Oh Joseph, then you will have missed the part about how Puerto Ricans (would surely) wisely choose their intermittent electrical service over continuous supply in order to weaken the next hurricane barreling down on them. Would it be too much to ask that we overlook whether there is any addressable cause and effect here while the rest of us emulate their deprivation and help weaken that same hurricane by following their native wisdom as a sign of our good fellowship? Not doing so would slap the face of the tropical poor/downtrodden with our enviable temperate zone white European (sympathetic college faculty aside) unearned privilege that burdens a delicate planet with comfortable living exacerbated by an added longevity of 50% over the past century. In other words, if you can’t make a cogent argument feel free to throw acid in the face of your opposition and call it a day.

ColMosby
October 7, 2020 11:33 am

Why are the energy “experts” so ignorant about energy technologies? Think small modular molten salt reactors and throw all these idiotic ideas about energy strategies in the trash can, where they belong.

Alasdair Fairbairn
Reply to  ColMosby
October 7, 2020 11:51 am

+100

Rick
October 7, 2020 11:35 am

If this nonsense continues, it won’t be but a few weeks before somebody suggests nuclear war as a way to save the earth an humanity. Blast a few continents sky high, and humanity can start back from square one, and nature can recover.

Walter Sobchak
Reply to  Rick
October 7, 2020 12:30 pm

I could save the world by killing a lot fewer people than that. Just the social scienc and humanities faculties of American Universities.

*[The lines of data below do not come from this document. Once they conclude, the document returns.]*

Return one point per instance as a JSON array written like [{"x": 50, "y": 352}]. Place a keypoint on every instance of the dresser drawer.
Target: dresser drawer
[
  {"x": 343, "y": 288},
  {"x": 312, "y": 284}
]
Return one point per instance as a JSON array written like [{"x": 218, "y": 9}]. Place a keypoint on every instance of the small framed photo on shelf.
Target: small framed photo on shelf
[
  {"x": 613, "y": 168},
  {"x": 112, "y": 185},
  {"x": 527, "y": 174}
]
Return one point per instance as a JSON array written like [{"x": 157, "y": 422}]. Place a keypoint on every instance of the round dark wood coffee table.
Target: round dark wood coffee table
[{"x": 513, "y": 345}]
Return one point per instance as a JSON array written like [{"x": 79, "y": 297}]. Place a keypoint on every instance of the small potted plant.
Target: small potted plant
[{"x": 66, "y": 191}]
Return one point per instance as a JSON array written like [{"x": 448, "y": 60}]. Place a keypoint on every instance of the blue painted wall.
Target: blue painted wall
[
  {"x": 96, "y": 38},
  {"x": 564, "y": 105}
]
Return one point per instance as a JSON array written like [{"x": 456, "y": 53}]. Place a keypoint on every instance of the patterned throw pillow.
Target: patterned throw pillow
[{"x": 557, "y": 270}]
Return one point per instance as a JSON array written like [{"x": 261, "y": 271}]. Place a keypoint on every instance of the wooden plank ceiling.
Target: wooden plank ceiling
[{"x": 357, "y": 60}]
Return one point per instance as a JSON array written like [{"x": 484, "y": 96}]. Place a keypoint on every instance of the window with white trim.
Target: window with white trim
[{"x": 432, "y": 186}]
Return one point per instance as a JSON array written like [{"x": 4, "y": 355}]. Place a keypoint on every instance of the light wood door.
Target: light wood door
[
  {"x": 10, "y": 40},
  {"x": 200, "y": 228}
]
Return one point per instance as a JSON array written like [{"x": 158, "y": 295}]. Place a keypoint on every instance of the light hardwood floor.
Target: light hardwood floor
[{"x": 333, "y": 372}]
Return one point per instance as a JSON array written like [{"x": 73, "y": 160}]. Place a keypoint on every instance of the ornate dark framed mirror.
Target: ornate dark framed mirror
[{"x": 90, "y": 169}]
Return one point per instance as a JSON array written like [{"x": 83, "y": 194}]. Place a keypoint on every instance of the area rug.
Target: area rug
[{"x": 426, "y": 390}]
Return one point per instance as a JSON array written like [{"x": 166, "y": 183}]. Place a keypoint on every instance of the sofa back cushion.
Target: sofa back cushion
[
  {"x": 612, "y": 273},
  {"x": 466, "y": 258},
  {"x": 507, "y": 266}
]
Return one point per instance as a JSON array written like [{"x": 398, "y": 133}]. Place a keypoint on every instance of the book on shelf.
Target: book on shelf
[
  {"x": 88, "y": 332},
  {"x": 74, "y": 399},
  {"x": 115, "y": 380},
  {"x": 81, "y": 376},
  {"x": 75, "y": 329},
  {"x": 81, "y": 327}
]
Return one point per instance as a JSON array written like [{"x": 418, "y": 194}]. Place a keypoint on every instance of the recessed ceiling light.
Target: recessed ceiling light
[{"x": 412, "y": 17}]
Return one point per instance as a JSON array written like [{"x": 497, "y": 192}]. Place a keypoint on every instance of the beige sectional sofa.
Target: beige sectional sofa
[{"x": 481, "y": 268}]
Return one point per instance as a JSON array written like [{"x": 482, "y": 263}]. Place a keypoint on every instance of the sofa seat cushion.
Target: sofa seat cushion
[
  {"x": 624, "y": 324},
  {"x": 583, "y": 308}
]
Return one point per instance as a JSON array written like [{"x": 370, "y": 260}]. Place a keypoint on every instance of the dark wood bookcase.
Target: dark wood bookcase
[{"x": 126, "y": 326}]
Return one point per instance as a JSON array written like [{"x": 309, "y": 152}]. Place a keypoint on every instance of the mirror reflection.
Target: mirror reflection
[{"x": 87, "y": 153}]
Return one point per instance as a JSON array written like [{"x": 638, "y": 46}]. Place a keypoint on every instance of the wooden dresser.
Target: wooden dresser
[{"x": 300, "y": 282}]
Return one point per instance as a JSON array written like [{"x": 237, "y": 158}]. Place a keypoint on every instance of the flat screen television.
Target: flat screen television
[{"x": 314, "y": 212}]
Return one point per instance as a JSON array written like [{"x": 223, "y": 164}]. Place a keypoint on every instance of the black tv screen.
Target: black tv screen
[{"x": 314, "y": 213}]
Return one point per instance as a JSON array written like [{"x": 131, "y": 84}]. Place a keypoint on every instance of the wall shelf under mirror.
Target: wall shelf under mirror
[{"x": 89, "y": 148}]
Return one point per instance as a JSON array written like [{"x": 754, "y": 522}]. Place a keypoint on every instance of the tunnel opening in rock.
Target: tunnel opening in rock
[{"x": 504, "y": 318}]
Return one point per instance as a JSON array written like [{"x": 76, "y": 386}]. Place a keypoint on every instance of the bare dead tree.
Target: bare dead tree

“David McDermott Hughes is Professor of Anthropology at Rutgers University”

Tom in Florida
Reply to  Rick
October 7, 2020 3:24 pm

That was something I proposed about 40 years ago. Blow up the world and let what ever survives take over. At the time I was just tired of the way tings were and tired of trying to fight the inevitable. But then the U. S. Olympic hockey team beat the Soviets and went on to win the gold medal so I started to believe in miracles again.

Art
October 7, 2020 12:00 pm

“For those seriously concerned about climate change, …”
———————————————–
They keep telling us that the majority of the people are seriously concerned about global wa…er, climate change. So I gotta wonder, why don’t all these seriously concerned people set an example and cut themselves off from fossil fuels? Simple enough to do, and that would result in a huge cut in national emissions. If they don’t practice what they preach, they don’t really believe.